Súbito, o desejo de vomitar esse tédio sobre a cela, sobre a cidade, sobre todo o país. Setenta anos e todos os problemas mal resolvidos, agora projetados por incertos mais de vinte e sete por vir. Nenhuma carta escrita, nenhuma palavra trocada e, no entanto, seu silêncio pauta os jornais que soletram o mundo, embora saibam que ele o perde.

Crimes da terra, como perdoá-los? Tomou parte em vários, muitos nem se deu ao trabalho de esconder. Alguns, ao contrário, achou belos, fez questão de os tornar públicos. Crimes suaves, que o ajudavam a viver, ração diária de erro distribuída em casa, o pão com leite condensado do mal de cada dia.

Deseja pôr fogo em tudo, como Nero, inclusive em si mesmo. Ao rapaz de 1986 chamavam subversivo, explosivo, porém seu ódio é o melhor de si. Ainda é o que o salva, que lhe traz mínimas e incertas esperanças.

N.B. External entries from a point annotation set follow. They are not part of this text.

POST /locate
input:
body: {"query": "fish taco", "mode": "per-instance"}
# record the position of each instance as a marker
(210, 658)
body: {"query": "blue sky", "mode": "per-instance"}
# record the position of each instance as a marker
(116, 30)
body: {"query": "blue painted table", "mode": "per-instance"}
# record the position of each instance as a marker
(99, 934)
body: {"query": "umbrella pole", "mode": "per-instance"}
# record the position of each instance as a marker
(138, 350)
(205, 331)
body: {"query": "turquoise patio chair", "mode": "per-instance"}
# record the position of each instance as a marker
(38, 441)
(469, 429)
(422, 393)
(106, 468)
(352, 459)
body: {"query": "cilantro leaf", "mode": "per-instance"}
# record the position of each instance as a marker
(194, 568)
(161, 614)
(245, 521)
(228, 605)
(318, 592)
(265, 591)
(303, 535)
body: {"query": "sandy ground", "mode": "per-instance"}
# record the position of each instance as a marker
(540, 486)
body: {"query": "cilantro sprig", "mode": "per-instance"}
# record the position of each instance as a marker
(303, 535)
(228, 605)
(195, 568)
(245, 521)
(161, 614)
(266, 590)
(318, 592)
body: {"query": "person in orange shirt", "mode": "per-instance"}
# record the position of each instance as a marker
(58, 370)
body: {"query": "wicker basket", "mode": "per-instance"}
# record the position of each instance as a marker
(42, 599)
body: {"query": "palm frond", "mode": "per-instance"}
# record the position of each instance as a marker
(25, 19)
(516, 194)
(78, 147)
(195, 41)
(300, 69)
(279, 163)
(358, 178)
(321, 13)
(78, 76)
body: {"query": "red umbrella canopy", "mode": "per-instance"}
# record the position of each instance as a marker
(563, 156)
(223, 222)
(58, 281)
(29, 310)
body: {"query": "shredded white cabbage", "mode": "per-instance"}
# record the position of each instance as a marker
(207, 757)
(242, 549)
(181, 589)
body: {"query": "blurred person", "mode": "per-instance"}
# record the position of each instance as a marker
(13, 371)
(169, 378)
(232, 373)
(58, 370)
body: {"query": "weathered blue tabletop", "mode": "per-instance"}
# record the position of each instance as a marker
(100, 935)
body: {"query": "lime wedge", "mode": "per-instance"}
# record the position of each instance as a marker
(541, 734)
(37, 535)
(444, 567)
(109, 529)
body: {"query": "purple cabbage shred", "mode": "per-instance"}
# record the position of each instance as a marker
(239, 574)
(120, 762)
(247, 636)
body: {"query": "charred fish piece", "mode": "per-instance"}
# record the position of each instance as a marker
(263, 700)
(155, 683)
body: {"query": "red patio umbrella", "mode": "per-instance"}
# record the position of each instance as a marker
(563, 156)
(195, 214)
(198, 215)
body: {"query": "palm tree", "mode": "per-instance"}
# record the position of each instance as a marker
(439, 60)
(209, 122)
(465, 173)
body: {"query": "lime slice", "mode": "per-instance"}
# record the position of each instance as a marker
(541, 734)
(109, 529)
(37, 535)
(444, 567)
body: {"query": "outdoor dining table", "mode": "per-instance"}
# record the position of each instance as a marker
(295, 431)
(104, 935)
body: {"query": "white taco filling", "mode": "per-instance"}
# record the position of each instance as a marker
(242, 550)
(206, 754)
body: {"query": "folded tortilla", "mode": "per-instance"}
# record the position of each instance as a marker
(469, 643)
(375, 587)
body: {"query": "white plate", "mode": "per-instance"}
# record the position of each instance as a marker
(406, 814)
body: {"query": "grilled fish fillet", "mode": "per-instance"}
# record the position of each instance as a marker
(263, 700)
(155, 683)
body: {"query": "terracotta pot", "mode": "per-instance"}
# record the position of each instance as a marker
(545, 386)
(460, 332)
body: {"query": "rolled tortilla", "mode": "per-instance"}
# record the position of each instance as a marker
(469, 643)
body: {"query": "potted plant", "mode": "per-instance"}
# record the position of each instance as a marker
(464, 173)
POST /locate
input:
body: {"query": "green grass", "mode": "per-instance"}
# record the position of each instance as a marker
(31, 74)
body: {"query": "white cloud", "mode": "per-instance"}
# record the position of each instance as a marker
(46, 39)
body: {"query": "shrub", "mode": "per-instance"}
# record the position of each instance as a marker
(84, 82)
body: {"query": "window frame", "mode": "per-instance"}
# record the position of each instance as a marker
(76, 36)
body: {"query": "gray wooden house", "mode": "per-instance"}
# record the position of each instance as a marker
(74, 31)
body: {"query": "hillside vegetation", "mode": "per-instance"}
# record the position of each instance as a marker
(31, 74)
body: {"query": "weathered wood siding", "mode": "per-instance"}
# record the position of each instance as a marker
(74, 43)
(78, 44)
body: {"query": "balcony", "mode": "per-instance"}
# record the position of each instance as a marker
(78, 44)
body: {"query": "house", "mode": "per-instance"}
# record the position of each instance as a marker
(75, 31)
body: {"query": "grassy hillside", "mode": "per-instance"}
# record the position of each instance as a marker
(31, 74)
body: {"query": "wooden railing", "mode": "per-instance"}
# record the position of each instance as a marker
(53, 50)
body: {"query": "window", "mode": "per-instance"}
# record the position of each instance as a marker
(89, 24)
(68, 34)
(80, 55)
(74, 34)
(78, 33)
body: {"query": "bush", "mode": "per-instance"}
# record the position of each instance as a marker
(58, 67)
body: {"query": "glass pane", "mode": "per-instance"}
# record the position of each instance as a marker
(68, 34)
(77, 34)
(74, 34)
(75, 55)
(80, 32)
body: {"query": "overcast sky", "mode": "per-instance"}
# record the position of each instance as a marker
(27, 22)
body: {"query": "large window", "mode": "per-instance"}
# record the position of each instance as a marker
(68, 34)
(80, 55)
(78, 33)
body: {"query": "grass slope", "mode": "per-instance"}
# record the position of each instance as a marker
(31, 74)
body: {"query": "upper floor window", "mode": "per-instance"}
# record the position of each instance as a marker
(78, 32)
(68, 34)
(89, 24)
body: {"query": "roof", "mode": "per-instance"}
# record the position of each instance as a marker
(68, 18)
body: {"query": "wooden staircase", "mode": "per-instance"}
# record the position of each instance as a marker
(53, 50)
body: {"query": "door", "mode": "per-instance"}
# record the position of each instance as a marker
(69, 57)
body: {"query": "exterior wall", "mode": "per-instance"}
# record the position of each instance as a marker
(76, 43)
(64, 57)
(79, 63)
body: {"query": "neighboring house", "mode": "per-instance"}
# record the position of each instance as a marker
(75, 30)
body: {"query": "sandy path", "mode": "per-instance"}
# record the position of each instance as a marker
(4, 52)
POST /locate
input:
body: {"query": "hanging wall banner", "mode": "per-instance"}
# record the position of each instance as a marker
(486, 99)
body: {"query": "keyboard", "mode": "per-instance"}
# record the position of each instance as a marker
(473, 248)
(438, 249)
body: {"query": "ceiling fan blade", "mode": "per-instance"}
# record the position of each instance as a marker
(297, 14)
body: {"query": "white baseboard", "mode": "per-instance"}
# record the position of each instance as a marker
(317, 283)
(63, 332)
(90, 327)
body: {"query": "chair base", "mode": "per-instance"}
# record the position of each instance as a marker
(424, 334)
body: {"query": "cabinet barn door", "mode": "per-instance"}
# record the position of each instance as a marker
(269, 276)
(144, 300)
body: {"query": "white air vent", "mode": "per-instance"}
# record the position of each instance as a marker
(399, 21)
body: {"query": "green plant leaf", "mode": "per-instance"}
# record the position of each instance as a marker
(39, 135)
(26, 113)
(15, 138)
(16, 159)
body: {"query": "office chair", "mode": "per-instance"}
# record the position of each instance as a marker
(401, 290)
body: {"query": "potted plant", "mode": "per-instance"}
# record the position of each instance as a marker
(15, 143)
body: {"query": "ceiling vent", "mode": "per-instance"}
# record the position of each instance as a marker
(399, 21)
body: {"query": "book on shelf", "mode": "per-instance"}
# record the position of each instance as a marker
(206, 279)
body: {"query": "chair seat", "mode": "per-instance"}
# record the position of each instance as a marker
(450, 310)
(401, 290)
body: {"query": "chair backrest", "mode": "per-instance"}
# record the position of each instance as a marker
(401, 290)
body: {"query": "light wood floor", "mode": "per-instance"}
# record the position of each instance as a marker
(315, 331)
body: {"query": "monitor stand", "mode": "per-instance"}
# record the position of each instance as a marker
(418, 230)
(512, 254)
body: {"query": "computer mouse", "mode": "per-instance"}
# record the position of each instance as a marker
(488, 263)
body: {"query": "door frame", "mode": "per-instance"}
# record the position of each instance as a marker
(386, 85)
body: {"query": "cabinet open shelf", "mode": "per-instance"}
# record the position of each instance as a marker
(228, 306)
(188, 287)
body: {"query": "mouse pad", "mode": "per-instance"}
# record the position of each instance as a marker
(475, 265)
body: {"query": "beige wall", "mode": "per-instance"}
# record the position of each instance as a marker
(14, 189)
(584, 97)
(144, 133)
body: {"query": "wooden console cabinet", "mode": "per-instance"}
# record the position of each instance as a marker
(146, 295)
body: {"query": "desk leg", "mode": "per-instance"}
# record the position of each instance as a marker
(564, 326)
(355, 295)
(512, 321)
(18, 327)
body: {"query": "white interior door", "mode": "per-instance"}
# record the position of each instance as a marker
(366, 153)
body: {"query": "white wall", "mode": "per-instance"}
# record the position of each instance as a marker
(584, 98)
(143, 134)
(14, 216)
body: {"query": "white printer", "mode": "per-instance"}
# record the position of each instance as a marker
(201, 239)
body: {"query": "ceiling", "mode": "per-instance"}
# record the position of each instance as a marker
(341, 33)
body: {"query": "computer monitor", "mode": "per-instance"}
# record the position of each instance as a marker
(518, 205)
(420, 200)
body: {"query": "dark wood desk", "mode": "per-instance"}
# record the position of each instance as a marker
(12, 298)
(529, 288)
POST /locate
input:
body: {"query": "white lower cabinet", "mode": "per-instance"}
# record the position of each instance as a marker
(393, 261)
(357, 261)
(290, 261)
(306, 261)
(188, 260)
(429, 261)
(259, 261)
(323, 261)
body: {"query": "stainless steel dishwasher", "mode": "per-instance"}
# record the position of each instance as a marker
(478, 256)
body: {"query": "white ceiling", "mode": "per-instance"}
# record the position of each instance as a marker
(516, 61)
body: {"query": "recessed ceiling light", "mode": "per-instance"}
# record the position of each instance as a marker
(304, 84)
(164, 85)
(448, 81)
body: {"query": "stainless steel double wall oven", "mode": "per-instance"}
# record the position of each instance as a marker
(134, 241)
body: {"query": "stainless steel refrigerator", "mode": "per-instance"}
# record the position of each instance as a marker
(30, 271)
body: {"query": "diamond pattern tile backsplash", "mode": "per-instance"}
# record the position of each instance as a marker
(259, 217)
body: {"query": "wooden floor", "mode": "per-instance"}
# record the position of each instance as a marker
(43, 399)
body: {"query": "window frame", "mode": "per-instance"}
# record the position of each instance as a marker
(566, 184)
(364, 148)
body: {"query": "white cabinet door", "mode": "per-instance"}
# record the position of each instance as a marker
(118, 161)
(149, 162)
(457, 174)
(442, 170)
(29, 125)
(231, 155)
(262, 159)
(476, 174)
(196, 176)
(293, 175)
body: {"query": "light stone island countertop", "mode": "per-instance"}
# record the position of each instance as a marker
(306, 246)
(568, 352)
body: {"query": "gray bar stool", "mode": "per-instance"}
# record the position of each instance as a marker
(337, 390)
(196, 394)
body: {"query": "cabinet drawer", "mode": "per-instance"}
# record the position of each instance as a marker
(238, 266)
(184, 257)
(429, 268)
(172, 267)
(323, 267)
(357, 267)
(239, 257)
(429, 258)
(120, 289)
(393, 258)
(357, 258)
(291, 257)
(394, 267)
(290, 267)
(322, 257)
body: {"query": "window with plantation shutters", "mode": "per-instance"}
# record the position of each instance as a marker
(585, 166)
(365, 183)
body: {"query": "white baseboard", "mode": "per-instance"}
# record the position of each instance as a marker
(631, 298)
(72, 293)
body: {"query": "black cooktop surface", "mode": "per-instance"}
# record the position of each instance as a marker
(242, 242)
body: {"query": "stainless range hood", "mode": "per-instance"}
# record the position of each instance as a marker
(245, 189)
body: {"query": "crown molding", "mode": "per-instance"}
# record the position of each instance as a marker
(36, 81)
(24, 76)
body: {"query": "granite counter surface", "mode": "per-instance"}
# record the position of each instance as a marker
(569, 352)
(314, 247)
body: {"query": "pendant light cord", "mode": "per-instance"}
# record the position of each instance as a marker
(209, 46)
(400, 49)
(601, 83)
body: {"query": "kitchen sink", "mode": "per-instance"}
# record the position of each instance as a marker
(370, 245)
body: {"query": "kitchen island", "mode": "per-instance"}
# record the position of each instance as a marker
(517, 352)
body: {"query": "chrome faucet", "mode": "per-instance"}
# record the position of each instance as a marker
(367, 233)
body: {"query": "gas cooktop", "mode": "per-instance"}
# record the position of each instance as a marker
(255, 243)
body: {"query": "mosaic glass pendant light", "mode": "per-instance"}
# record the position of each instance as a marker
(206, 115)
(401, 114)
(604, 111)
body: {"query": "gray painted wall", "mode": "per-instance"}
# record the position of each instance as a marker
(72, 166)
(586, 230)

Uma flor que nascesse! Quanta falta faz uma flor, ainda que desbotada. Uma flor que iludisse o peso da vigilância, rompesse a concretude da cela, compensasse a paralisia dos negócios.



O preso se convence de que se uma flor brotasse ali, ainda que sua cor não se percebesse, suas pétalas não se abrissem, cujo nome não estivesse nos livros, mas que fosse realmente uma flor, teria ao menos companhia para conversar.

Ele se senta no chão da cela na capital do país às cinco horas da tarde e lentamente passa a mão nessa forma insegura, imaginada. Do lado de fora, pela estreita janela, vê a ausência de montanhas ao longe, a planície a se espraiar, apenas as nuvens maciças que se avolumam, pequenos pontos brancos que se movem lentos e ganham contornos de galinhas em pânico.

O preso clama em silêncio, ao menos uma flor com quem possa conversar! Ainda que fosse feia, seria uma flor. Furaria o concreto, o tédio, o nojo e o ódio.

(Crônica inspirada nos poemas “A flor e a náusea”, do livro “A rosa do povo”, de Carlos Drummond de Andrade, e “Não tem nem uma flor para ele conversar”, de Flávio Bolsonaro)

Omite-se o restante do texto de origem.